|Fish survey results|
Carp spread to upper MacKenzie River
...but Mt William and Salt creeks clear
Fish surveys have found carp in the upper MacKenzie River for the first time since Wimmera Catchment Management Authority started surveys in 2005.
But an inaugural CMA survey of upper Mt William Creek and Salt Creek, which flow into Lake Lonsdale near Stawell, failed to find any carp. This gives researchers confidence there are no carp in this section of the Wimmera River system or the lake.
The annual surveys establish and monitor the condition of fish communities, including the ratio of indigenous to exotic fish and threats to indigenous fish.
Wimmera CMA water monitoring officer Mark Toomey said locals reported seeing carp in the MacKenzie River after the January 2011 floods. The main aim of the latest survey was to investigate then quantify the extent to which carp had spread into this part of the river since the floods.
“We’ve sampled this section of the river twice since 2005 and have never caught carp. Locals say they hadn’t seen carp here since before we started surveying but during our latest two days of surveys at four sites we found 182 carp ranging from 180 to 480 millimetres long,” he said.
Mr Toomey said the CMA did not have specific options for controlling carp in the Wimmera River system but would use survey results for future planning while continuing to investigate all options to reduce their presence.
“The MacKenzie River is a high value area for indigenous fish and is one area of focus for our environmental water release program, so our first step was to see how abundant the carp were. They increase competition for resources, degrade vegetation habitat and are therefore a threat to native fish.”
Mr Toomey said the Mt William Creek and Salt Creek surveys yielded good numbers of indigenous and native fish such as mountain galaxia, common galaxias and southern pygmy perch. They said exotic fish weren’t overly abundant but included redfin and goldfish.
It was the first time the CMA had surveyed the upper Mt William Creek system.
“There was a concern that carp may have been detected but fortunately the sampling confirmed that carp were not present,” he said. “Researchers did find feral goldfish which are technically a member of the carp family and are sometimes confused with carp, however, they are less harmful to the river system.”
Mr Toomey said the absence of carp was a real bonus for the Wimmera River system.

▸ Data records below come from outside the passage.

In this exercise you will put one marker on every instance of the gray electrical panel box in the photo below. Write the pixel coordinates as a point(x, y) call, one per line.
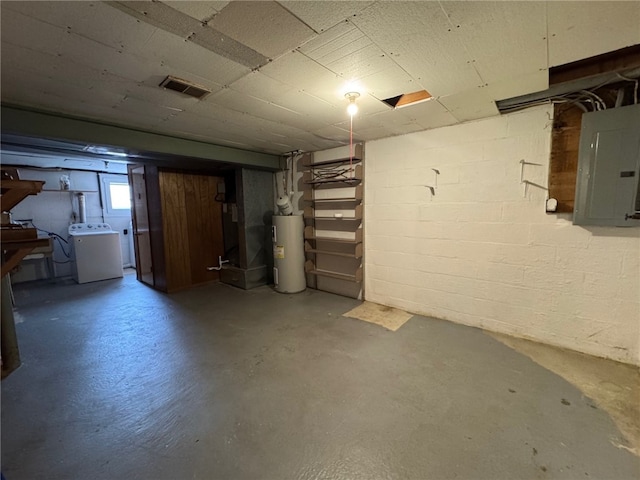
point(607, 188)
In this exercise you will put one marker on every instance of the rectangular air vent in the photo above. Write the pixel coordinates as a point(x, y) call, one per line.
point(182, 86)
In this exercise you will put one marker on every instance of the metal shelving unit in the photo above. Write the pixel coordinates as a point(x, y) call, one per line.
point(334, 217)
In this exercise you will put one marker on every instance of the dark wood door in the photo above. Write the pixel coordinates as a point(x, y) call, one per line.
point(192, 225)
point(141, 231)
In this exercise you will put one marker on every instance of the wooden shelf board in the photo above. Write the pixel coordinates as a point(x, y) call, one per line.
point(338, 161)
point(334, 200)
point(329, 252)
point(333, 180)
point(333, 240)
point(339, 276)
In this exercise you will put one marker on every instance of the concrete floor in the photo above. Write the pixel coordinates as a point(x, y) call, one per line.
point(119, 381)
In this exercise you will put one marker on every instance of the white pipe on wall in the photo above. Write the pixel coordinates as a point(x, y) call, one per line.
point(82, 208)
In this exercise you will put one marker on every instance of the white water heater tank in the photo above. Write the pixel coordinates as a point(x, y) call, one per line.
point(288, 253)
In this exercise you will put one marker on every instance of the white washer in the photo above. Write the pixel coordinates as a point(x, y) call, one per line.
point(96, 252)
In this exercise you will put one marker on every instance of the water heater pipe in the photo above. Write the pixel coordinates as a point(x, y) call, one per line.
point(82, 208)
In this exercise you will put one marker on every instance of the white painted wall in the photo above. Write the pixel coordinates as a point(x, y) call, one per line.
point(54, 210)
point(481, 253)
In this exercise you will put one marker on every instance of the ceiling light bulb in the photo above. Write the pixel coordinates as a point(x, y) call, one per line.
point(352, 109)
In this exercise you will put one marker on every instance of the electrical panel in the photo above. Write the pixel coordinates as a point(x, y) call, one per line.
point(607, 189)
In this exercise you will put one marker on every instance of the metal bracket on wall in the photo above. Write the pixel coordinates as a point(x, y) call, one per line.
point(432, 189)
point(526, 183)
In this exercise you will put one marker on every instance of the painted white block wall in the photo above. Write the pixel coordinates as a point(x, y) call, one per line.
point(483, 253)
point(54, 210)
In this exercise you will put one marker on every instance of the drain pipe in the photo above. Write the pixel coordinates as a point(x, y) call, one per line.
point(82, 208)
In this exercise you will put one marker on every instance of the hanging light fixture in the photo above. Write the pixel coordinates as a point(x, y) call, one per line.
point(352, 108)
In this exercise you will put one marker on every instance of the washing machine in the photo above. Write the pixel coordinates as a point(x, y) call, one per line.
point(95, 252)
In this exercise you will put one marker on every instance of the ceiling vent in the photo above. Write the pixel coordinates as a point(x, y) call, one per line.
point(407, 99)
point(182, 86)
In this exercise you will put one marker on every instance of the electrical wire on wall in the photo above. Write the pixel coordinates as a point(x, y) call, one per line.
point(585, 99)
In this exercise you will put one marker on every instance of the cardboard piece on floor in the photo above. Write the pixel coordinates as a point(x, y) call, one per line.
point(387, 317)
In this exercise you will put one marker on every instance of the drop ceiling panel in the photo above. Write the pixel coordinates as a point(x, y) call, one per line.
point(66, 50)
point(419, 38)
point(470, 105)
point(253, 24)
point(201, 11)
point(257, 107)
point(429, 114)
point(322, 15)
point(296, 69)
point(332, 132)
point(95, 20)
point(580, 30)
point(336, 43)
point(316, 111)
point(395, 122)
point(258, 84)
point(16, 87)
point(503, 39)
point(522, 85)
point(159, 96)
point(362, 62)
point(18, 29)
point(388, 83)
point(202, 65)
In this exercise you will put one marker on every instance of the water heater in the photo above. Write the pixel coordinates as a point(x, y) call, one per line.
point(288, 253)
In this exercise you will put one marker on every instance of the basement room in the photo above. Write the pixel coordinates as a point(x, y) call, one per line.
point(316, 239)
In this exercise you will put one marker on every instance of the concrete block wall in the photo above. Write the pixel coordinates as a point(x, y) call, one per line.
point(482, 251)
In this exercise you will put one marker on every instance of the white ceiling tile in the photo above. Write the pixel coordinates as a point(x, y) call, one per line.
point(428, 114)
point(470, 105)
point(522, 85)
point(322, 47)
point(253, 24)
point(26, 31)
point(390, 82)
point(258, 84)
point(202, 65)
point(199, 10)
point(259, 108)
point(296, 69)
point(325, 14)
point(315, 110)
point(504, 39)
point(136, 105)
point(367, 60)
point(164, 97)
point(419, 38)
point(331, 132)
point(580, 30)
point(95, 20)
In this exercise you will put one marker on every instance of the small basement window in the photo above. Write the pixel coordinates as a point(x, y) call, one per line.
point(116, 195)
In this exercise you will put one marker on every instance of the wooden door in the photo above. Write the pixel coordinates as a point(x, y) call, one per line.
point(141, 231)
point(204, 224)
point(192, 225)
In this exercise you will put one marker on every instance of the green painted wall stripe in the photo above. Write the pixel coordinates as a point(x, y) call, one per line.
point(48, 125)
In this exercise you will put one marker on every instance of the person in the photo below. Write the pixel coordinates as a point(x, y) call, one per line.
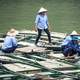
point(70, 45)
point(10, 43)
point(42, 24)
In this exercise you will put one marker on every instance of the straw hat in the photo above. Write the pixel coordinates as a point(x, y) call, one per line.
point(42, 10)
point(12, 32)
point(74, 33)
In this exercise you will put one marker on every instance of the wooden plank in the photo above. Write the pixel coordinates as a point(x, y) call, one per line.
point(70, 71)
point(59, 56)
point(6, 75)
point(18, 67)
point(53, 64)
point(53, 34)
point(31, 49)
point(6, 58)
point(23, 43)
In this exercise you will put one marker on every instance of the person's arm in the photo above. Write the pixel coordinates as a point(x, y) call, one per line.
point(14, 41)
point(47, 22)
point(36, 22)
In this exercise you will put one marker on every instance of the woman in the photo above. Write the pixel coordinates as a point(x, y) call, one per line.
point(10, 42)
point(42, 24)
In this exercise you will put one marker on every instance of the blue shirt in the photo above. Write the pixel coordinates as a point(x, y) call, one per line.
point(9, 42)
point(41, 21)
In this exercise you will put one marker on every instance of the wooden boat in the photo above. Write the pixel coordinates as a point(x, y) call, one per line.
point(31, 49)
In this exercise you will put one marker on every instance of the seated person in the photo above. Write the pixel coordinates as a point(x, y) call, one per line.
point(10, 42)
point(70, 45)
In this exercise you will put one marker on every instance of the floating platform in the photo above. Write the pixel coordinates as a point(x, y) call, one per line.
point(31, 50)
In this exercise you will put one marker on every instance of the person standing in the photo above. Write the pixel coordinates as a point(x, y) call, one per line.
point(41, 24)
point(70, 45)
point(10, 43)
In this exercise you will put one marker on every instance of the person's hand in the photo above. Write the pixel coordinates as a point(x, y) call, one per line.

“Upstream of Lake Lonsdale the flow of Mt William Creek is mostly unimpeded by weirs, dams or water diversions,” he said. “This means the water regime is near to being natural, which is a positive for the native fish because they have adapted to this and they complete stages of their life cycle in response to seasonal flows.”
Mr Toomey said an unfortunate finding was the evidence of illegal fishing activities in Mt William Creek. Researchers removed homemade drum nets and opera house nets from the creek at two locations.
In other Mt William Creek results, researchers discovered a 1.8-kilogram, adult short-finned eel – a rare find in a closed river catchment because the eels breed in the sea. The Wimmera River is the largest river system in Victoria that doesn’t flow into the sea.
“The eel may have arrived from an illegal angler translocation, a short wriggle overland from the Wannon River catchment or via water transfer from the Glenelg River system,” Mr Toomey said. “Eels can live 20 years before they need to return to the sea to breed so this fish may have been around in the system for quite some time.”